İnsanlar, iletişim halindeyken kelimelerin ön planda olduğunu düşünür. Ancak iletişimin üçte ikisi sözel olmayan ve bedensel tepkilerle sağlanır.
Kişilerarası iletişim sırasında verilen bedensel tepkilerden fiziksel ve ruhsal yakınlığı en çok sağlayan şey gülmektir. Gülmek veya kahkaha atmak yüz, ses ve bedenimizi aynı anda çalıştırır. Yüz mimiklerimizde oluşan ufak ama etkisi büyük harekete ses ve beden tepkileri de eklenir.
Yüzünüzdeki 17 kası daha çok kullanmanızla yani daha fazla gülmenizle hayatınızda çok şeyler değişecek. Bu nedenle hayatınıza bolca kahkaha katın, çevrenizdeki insanların da size eşlik ettiğini göreceksiniz.
Türkiye’de her gün yaşanan olumsuzlukları bir kenara bırakıp kahkaha atmanın en basit yolu komedi dizi, film ve tiyatroları seyretmektir.
Van Hoof, insanların dişlerini göstererek gülmelerinin arkadaşlık yakınlığını ve gülerken ağzın açılmasının (özellikle bu harekete ses eşlik ettiğinde) ise mutluluğu arttırdığını kanıtlamıştır. Bu tarz gülümseme de ancak içten gelen saf kahkahayla oluşabilir. Aynı zamanda bu içten kahkahanın oluşması için çevresel ve içsel koşulların olumlu olmasına ihtiyaç vardır. Döngüsel olarak, atılan her saf kahkaha da bu koşulları daha pozitif kılar.
Bir olaya, duruma veya söze kendi kendimize gülebilir ya da sadece aynadaki yansımamıza gülümseyebiliriz. Ama aslında gülmek paylaştıkça çoğalır ve bulaşıcıdır. Kişilerarası manevi bir bağlantı sağlar ve güldüğümüz zaman çoğunlukla karşımızdaki kişi de bize eşlik eder. Bu eşlik etme ve birlikte gülme ortak duygusal bir yakınlık doğurur. Yapılan araştırmalara göre odada gülen bir kişi olduğu zaman kişilerin genellikle daha çok güldükleri bulunmuştur. Kişilerin kahkahalarını paylaşacakları bir kişi olmayınca daha az güldükleri kanıtlanmıştır. Komedi dizilerinde de gülme efektinin kullanılmasının nedeni budur. Yani gülmek sosyal ilişkilerimize ve kişilerle olan yakınlığımıza katkı sağlar.

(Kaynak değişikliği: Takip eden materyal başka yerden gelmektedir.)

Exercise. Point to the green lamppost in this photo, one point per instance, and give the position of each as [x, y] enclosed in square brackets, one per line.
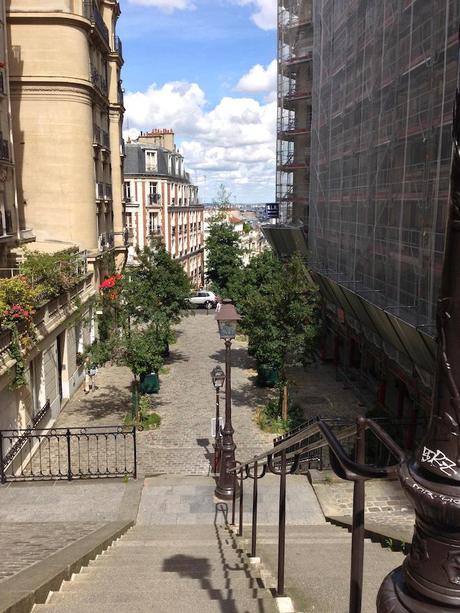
[227, 319]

Gülmenin etkilerini sadece ilişkilerimizde değil, kendimizde de gözlemleyebiliriz. Gülmek rahatlamamıza yardım eder, stres seviyemizi azaltır ve mutluluk hormonu olarak da bilinen endorfinin daha fazla salgılanmasını sağlar. Kahkaha atmak içinde bulunduğumuz durum ve olaylara farklı bakış açılarıyla ve daha uzaktan bakabilmemizi sağlar. Bu sayede strese neden olan olayları çözmemiz kolaylaşır ve stresimiz azalır. Hakkımızda yapılan eleştirilere de daha toleranslı oluruz. Aynı zamanda samimiyetimizi pekişir ve insanlara göstermemek için önüne engel koyduğumuz gerçek duygularımız açığa çıkar. İçimizden geldiği gibi ve doğal davranmamızı sağlar.